Privacy Policy

The Beauty Retreat Tring is committed to protecting your privacy. This policy explains how we collect, use, and safeguard your personal data when you use our services, book appointments, or interact with us — in line with the UK General Data Protection Regulation (UK GDPR) and the Data Protection Act 2018.

Business Name: The Beauty Retreat Tring
Business Address: 14 Miswell Lane Tring HP23 4BX
Contact Email: Thebeautyretreatsalon@hotmail.com
Phone Number: 01442 767730
Data Controller: The Beauty Retreat Tring

We use a secure booking and client management platform called Timely (GetTimely Ltd) to manage our appointments and client information.

We may collect and process the following personal data:

• Identity Information: Name, date of birth (if provided)
• Contact Information: Email address, phone number, address
• Appointment & Service History
• Health & Consultation Information: Allergies, skin conditions, medications (where relevant to treatments)
• Marketing Preferences
• Payment Data: (processed securely by Timely or integrated payment processors like Stripe)
• CCTV Footage: (if applicable on premises)

We collect personal data in the following ways:

• When you book an appointment online through Timely
• When you complete a consultation form or waiver (digitally via Timely)
• When you contact us via phone, email, or social media
• When you visit our salon

We use your personal information to:

• Schedule and manage appointments
• Deliver treatments and services safely and effectively
• Store consultation notes and health information
• Send confirmations, reminders, and updates about your bookings
• Process payments
• Contact you with special offers or updates (if you’ve opted in)
• Comply with insurance, tax, or legal requirements

We use Timely, a trusted, cloud-based platform that securely stores and manages our client data. Timely is fully compliant with UK GDPR and hosts data on secure servers.

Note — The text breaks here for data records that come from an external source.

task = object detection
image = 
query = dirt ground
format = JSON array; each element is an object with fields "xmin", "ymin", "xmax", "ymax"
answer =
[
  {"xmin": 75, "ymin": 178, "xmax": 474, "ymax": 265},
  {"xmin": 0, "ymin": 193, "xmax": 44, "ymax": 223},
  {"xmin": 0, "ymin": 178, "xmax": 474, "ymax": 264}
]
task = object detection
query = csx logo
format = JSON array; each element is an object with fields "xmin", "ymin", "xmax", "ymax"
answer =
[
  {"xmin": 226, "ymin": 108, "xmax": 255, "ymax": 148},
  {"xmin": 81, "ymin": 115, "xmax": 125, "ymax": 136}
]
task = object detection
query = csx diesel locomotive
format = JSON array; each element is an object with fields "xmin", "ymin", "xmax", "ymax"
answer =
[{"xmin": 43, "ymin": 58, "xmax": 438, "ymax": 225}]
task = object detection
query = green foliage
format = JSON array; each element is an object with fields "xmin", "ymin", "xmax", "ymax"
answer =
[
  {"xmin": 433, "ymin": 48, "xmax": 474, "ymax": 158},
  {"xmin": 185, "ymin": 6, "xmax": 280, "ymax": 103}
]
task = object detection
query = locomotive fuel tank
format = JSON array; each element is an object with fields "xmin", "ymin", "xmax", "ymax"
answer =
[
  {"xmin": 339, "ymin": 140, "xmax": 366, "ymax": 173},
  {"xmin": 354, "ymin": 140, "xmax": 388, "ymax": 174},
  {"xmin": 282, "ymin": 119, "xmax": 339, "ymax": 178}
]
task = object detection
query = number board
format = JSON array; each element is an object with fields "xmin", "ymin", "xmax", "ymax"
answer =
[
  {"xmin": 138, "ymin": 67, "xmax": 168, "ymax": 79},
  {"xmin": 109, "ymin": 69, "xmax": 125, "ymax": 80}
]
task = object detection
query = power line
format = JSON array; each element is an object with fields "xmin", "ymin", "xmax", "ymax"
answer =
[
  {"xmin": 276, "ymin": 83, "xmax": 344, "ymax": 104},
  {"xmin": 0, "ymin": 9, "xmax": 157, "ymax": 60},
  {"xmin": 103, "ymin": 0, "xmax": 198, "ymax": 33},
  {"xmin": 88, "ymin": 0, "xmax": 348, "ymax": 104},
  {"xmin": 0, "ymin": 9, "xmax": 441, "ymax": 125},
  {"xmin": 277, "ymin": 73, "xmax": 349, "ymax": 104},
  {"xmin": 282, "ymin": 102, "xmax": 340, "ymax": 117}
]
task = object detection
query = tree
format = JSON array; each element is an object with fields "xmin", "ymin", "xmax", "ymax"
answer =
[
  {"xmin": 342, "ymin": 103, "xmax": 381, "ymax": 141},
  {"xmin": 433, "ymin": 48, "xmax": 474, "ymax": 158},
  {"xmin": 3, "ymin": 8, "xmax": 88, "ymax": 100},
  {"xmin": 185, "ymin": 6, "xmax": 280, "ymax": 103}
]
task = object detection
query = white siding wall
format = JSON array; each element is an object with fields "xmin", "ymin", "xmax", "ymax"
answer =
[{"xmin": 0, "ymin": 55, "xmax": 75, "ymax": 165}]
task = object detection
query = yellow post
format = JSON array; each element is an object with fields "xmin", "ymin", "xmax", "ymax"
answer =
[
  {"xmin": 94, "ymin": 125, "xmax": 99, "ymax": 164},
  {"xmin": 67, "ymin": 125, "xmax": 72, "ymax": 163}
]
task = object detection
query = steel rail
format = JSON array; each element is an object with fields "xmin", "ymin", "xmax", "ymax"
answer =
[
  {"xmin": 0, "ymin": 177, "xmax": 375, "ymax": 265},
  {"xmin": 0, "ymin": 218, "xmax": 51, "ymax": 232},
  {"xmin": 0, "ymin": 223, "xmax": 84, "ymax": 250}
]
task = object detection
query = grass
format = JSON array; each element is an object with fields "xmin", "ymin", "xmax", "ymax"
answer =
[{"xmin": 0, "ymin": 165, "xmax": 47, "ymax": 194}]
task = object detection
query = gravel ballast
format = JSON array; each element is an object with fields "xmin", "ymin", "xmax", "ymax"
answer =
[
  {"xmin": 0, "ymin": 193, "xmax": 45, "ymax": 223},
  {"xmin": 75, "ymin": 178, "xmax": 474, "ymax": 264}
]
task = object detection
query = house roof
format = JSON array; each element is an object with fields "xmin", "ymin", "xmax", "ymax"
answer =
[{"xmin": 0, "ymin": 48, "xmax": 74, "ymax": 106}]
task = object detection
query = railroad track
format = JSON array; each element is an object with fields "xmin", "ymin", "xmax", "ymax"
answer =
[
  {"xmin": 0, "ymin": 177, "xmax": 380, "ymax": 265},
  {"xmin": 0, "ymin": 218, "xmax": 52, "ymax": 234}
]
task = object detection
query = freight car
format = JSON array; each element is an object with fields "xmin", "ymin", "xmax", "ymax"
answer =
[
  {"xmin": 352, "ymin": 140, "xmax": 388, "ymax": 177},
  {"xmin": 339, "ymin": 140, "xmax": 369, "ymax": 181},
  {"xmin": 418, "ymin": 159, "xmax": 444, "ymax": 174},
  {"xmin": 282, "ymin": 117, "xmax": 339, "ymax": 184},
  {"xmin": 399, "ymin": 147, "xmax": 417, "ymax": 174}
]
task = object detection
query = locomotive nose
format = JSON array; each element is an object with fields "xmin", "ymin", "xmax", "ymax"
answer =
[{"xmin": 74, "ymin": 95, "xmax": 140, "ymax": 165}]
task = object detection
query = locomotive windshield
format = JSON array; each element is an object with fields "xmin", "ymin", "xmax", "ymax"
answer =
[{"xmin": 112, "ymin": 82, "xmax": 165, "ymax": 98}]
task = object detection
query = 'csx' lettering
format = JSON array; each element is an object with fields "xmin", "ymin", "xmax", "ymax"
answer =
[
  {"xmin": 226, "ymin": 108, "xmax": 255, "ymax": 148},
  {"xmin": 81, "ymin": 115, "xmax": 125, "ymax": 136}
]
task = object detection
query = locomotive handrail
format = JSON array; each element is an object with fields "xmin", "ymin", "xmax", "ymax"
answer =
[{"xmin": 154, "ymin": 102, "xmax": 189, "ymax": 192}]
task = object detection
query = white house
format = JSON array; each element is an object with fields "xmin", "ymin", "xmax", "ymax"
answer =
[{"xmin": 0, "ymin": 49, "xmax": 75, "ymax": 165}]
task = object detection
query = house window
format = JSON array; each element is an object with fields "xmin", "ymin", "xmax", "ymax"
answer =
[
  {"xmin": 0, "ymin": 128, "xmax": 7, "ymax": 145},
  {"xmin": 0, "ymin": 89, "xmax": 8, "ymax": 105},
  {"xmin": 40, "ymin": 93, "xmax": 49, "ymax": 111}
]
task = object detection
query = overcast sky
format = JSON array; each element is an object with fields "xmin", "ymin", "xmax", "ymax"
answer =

Timely's Privacy Policy is available here: https://www.gettimely.com/privacy/

Data may also be processed by integrated services such as Stripe (for payments) or Mailchimp (for newsletters), all of which are GDPR-compliant.

We rely on the following lawful bases:

• Consent – for health data, marketing, and consultations
• Contract – to fulfil services you request
• Legal Obligation – for tax, accounting, and insurance records
• Legitimate Interests – to manage our business and provide services efficiently

Your personal data may be shared with:

• Timely – our appointment and client management provider
• Stripe – if you pay online (secure payment processor)
• Marketing Platforms – only if you have opted in to receive emails/texts
• Regulators or insurers – where required by law or for claims

We do not sell your data to third parties.

We retain personal data for:

• Client records and consultations – up to 7 years after your last visit (for legal and insurance purposes)
• Marketing preferences – until you opt out or withdraw consent

You have the right to:

• Access your personal data
• Request correction or deletion
• Withdraw your consent at any time (e.g. unsubscribe)
• Object to or restrict certain uses of your data
• Lodge a complaint with the Information Commissioner’s Office (ICO):
  www.ico.org.uk

To exercise any of these rights, contact us at: thebeautyretreatsalon@hotmail.com

We and our providers (including Timely) use secure, encrypted systems to protect your personal data from unauthorised access, loss, or misuse.

We may revise this Privacy Policy from time to time. The most recent version will always be available on our website or upon request in the salon.